Different subsystems can define their own capabilities and change the
capabilities of a bpf program (enable or disable) in the verifier in
different contexts in a appropriate way.

All of this does not require modifications to the BPF core and needs
to be decoupled from the BPF core.

Proof of Concept Alert
----------------------

Note that this is a proof-of-concept in the early stages and all code
in this patch series is not well-designed.

This is a minimal proof-of-concept used only to demonstrate the idea,
and the code is full of bugs and bits and pieces here and there,
please don't mind.

Current Implementation
----------------------

The implementation in this patch series is a possible way to implement
BPF capabilities. We can discuss other better implementations of
BPF capabilities.

1. Fine-grained permission division

I added a new field "capability" in BTF_ID to record the capability of
each kfuncs. This field will be set when registering the kfuncs sets. 

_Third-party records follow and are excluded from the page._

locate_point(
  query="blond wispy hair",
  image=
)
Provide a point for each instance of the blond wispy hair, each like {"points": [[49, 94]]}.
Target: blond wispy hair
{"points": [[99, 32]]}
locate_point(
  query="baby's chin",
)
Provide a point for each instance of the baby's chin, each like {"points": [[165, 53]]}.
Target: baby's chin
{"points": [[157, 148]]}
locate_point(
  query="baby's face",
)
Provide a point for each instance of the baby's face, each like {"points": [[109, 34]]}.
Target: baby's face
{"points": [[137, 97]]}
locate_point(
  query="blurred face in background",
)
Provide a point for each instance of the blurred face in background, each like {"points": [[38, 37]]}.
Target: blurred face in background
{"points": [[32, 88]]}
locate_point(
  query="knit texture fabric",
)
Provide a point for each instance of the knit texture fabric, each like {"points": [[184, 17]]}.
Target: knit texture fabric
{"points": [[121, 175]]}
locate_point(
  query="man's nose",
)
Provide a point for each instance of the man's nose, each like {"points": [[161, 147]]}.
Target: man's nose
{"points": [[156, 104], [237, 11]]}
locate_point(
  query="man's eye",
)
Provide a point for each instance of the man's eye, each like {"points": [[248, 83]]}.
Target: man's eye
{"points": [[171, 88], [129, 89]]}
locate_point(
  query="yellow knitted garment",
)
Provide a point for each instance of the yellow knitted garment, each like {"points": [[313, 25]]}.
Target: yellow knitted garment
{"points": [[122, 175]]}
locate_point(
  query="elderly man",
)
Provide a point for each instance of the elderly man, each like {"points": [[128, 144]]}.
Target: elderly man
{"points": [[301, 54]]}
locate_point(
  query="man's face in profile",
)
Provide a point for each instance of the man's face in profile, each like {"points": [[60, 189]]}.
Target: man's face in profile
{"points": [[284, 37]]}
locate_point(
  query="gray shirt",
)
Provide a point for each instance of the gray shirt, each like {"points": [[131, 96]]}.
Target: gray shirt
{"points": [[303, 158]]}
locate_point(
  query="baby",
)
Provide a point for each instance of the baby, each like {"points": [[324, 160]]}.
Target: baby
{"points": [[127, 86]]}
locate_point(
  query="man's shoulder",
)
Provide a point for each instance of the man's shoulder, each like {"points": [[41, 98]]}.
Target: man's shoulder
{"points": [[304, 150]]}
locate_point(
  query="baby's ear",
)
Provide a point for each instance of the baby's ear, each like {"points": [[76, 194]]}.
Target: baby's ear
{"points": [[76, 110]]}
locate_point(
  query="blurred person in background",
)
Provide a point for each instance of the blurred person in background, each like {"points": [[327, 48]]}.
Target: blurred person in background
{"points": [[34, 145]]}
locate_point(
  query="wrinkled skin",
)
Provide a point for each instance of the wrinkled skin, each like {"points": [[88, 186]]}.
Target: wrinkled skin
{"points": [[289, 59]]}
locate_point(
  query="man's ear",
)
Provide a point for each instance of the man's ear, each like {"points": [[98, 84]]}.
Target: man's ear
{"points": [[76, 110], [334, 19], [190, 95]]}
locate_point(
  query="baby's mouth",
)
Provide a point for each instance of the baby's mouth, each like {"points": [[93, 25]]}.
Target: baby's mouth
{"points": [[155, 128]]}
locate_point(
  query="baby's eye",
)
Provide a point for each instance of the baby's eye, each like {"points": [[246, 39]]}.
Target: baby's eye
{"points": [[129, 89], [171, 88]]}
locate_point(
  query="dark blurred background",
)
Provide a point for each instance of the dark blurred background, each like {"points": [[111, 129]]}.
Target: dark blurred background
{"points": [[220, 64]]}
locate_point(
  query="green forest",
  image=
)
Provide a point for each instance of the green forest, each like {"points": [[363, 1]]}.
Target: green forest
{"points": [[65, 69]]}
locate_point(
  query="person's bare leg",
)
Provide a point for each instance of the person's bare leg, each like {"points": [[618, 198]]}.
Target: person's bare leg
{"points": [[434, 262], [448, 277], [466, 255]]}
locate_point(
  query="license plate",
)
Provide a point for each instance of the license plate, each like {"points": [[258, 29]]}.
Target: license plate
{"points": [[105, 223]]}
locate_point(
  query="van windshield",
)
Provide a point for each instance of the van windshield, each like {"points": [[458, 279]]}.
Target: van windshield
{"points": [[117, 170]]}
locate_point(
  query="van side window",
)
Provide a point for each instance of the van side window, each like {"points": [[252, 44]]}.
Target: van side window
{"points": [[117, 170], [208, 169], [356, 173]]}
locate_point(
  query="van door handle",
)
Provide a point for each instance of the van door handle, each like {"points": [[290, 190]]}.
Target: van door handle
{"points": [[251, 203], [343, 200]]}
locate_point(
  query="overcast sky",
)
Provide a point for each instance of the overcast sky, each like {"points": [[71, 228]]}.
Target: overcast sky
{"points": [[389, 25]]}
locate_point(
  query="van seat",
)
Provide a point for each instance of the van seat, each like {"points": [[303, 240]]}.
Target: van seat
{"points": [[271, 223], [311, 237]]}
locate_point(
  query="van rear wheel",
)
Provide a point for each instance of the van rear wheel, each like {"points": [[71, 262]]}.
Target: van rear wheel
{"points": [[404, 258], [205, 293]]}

All kfuncs will be put into the same struct btf_id_set8, and will no
longer be divided into different sets according to program type.

All permission managements are based on capabilities, not program types.

2. Dynamically enable and disable capabilities

I added a bitmap "bpf_capabilities" to struct bpf_verifier_env to record
the capabilities currently enabled for the bpf program.

This bitmap can be changed in different contexts. In check_kfunc_call,
the bitmap is used to determine whether the kfunc call is legal.

3. Capabilities hierarchy

I used macros to define sets of base capabilities, such as
STRUCT_OPS_BASE_CAPS.

The default enabled capabilities for each program type are defined via
array, which can contain base capabilities macros.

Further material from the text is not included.